Ce qui peut surprendre l’adulte qui connaît l’histoire, c’est la fin: la boîte n’explose pas, si bien que l’on peut chercher une nouvelle interprétation. Cela signifierait-il que l’on peut toujours accueillir autrui, même si les conditions matérielles ne semblent pas favorables? L’air réjoui des animaux, sur la dernière double page, laisse entendre que même serrés, on est bien, ensemble.

Flamme

Flamme
Zhu Chengliang
HongFei 2017

Mère courage et ses enfants

Par Michel Driol

Flamme est une renarde qui vit dans une forêt avec ses deux petits, Moucheté et Petit Roux. La forêt est perturbée par le passage du chemin de fer, ce qui conduit à Flamme a chercher la tranquillité ailleurs. Malheureusement en chemin, Moucheté est pris dans un piège et enfermé dans une cage par des chasseurs. Flamme fait preuve de ruse et tente tout pour délivrer son petit, malgré l’agressivité de chiens et les dangers. A la fin, la solidarité et l’union entre les renards permettra de libérer Moucheté et de reconstituer la cellule familiale.

Les thèmes – l’amour maternel, la persévérance, le courage, la ténacité – ont été souvent abordés en littérature de jeunesse. L’originalité de l’album tient à leur traitement tant graphique que textuel.  Les teintes dominantes sont celles de l’automne, en harmonie avec le pelage roux des renards. Une fois la première image passée, on l’on voit la mère et les deux enfants au repos, tout ensuite est mouvement : fuite des renards, chute dans le piège,  coq et poule qui volètent,  course effrénée de la renarde pour échapper aux chiens. Le rythme graphique et textuel s’accélère, la page se découpe en trois. Le texte se raccourcit. Les plans se succèdent : plongée, travelling et donnent cette illusion de mouvement rapide pour arriver  au moment où tout s’inverse et où ce sont les chasseurs qui fuient devant l’armée des renards, dont la seule présence statique au sommet de la colline les effraye.  Le texte, avec discrétion, s’intègre dans l’image, la bruite parfois (tchou chou, ouah ouah…) et souligne avec concision les actions.

Cet album, résolument du côté des animaux, s’inscrit dans une nature dont l’homme dérange et détruit l’harmonie et la quiétude : c’est le train, ce sont les chasseurs qui sont les dangers.
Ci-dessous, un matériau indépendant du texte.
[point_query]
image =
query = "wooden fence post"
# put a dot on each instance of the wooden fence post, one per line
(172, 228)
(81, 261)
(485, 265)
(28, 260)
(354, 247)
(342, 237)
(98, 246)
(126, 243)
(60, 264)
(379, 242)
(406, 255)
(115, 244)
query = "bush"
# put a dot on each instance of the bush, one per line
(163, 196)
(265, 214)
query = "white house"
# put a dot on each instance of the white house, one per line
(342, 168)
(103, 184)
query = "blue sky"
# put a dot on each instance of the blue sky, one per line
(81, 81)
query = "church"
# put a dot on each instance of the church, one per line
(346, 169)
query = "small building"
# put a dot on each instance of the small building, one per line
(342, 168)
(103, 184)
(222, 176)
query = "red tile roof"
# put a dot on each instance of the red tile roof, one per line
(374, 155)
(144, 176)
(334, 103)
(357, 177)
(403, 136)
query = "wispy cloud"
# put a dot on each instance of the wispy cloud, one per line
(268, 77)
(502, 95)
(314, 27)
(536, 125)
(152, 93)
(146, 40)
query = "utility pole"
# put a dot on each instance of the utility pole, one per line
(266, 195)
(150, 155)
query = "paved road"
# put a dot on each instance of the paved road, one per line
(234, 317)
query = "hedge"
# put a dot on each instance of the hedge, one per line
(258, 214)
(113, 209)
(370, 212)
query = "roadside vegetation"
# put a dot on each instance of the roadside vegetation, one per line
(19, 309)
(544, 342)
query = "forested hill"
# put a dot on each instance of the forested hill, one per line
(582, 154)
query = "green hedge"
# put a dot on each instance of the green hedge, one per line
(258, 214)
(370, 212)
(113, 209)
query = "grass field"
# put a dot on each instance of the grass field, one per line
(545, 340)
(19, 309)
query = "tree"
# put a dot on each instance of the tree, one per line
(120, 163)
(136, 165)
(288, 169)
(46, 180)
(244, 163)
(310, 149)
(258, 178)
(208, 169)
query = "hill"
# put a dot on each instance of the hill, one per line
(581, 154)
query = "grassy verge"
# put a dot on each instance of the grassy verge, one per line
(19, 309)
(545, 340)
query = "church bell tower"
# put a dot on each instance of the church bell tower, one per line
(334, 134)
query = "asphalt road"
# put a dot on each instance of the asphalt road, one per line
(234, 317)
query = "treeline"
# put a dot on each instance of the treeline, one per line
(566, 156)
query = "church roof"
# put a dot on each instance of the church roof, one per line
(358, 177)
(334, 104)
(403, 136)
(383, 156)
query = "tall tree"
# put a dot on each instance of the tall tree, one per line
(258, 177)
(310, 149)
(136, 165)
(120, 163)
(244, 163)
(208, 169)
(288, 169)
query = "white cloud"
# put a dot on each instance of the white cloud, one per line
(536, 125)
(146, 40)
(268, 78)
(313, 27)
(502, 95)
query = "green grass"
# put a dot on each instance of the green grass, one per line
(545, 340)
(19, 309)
L’album dit aussi simplement qu’il ne faut pas avoir peur, et que l’union des petits fait la force s’ils sont déterminés à agir.

Une histoire touchante qui tiendra en haleine ses lecteurs.

Le Miel des trois compères

Le Miel des trois compères
Richard Marnier, Gaëtan Doremus
Rouergue, 2014

Métaphysique des choix

Par Anne-Marie Mercier

Le Miel des trois compèresInstallons une situation : trois animaux amateurs de miel rencontrent un rayon de miel. Répétons la dix sept fois en proposant dix sept histoires différentes. On aura au bout du compte un exercice entre les Exercices de style et les Mille milliards de poèmes de Queneau : même style mais exploration des possibles.

C’est surtout sur le plan des rapports entre eux que ces « compères » font preuve d’inventivité, de la négociation à sa parodie, de la fable à l’explosion délirante.

Loup, renard, ours sont ici en compétition ; c’est souvent l’ours qui gagne : force brute, innocence un peu épaisse font mieux que ruse et cruauté.

Sylvain et SylvetteEt ces compères font penser au Roman de Renart et à Sylvain et Sylvette !

Partie de pêche

Partie de pêche
Béatrice Rodriguez
Autrement jeunesse (Histoires sans paroles), 2011

Sans paroles, tout est dit

par Anne-Marie Mercier

Suite du Voleur de poule et de La Revanche du coq, cet album nous présente le renard et la poule (couple formé dans le premier volume) couvant leur premier œuf… Le frigo étant vide, c’est madame qui part à la pêche, confiant l’œuf au renard. On frémit… on a presque raison ! mais chut.

La partie de pêche de la poule se déroule comme les autres épisodes des merveilleuses histoires sans paroles : parcours « homérique », par monts, vaux et océans, enchainements, répétitions, accumulation, exagérations, humour, et retour à la maison, avec une surprise (des deux côtés).